Abriu-se uma ferida de sangue no sangue das águas
como se dura pedra, a solidez a suporta, as
tivesse tocado e em seu caminho continuasse, incólume,
esquiva, suspensa na tecelagem com que alguém,
nos dias mais negros, a fabricara. Os ventos vieram
e ao tocarem a superfície das águas arvoraram impérios
circulares, pátrias de oclusas fronteiras, a navegação
incerta. Quando neles se entra, passada a raia sempre movente,
respira-se um gás tépido, emanação do furúnculo que,
no centro do centro, corrói cada momento, suspende-o,
torna-o, em precária situação, visível, antes
de o devorar com uma boca de algas e dentes
de sílex, afiados pelas areias das praias, vorazes areias têm.
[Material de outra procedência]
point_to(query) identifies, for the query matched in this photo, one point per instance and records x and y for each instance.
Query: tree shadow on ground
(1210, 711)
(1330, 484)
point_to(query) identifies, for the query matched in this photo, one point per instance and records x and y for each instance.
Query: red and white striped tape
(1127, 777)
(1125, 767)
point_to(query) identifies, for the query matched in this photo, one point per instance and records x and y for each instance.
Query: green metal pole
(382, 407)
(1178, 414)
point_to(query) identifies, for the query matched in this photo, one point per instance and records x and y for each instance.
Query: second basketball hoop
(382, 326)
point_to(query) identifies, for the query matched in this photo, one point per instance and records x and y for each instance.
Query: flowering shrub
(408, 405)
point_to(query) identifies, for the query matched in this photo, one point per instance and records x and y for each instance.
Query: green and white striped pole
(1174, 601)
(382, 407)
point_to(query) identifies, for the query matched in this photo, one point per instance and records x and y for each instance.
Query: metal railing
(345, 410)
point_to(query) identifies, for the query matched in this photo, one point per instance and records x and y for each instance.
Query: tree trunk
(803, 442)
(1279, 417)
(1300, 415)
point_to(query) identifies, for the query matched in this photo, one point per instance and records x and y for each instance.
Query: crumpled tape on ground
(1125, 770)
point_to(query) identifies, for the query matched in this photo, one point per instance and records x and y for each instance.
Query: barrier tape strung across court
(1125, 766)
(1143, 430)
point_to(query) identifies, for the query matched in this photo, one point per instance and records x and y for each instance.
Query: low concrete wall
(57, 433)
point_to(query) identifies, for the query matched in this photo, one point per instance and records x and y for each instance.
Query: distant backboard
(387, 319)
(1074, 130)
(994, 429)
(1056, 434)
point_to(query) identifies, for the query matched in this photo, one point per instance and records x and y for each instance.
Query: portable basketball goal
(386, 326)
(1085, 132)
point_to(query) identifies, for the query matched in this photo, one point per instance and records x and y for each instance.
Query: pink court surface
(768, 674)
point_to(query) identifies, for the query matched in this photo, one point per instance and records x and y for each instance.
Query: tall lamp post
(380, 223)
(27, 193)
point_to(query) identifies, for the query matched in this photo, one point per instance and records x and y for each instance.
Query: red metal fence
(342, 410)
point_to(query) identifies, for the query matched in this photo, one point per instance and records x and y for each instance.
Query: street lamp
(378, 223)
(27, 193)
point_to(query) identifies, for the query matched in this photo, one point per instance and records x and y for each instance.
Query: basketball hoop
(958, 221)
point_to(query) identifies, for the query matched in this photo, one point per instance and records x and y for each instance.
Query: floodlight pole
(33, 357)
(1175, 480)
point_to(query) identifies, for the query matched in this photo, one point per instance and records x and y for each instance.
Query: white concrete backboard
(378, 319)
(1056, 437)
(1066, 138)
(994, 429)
Se de uma vara erguida na luz do ombro ainda fizeres
um remo, talvez um barco venha solícito em busca
do barqueiro. Não terá proa nem ré, nem sobre as águas
se moverá. Ficará suspenso e, enquanto o remador
olha o horizonte deixando os músculos no ir e vir
de quem no mar se afadiga, ondulará,
atado nas cordas, ao céu o prendem, ligado
por cabos de salitre às escuras nuvens,
o vento as impele, enquanto o remador corre
de casa em casa, procura os filhos há muito abandonados
na paisagem que à crosta da terra de cinza cobre.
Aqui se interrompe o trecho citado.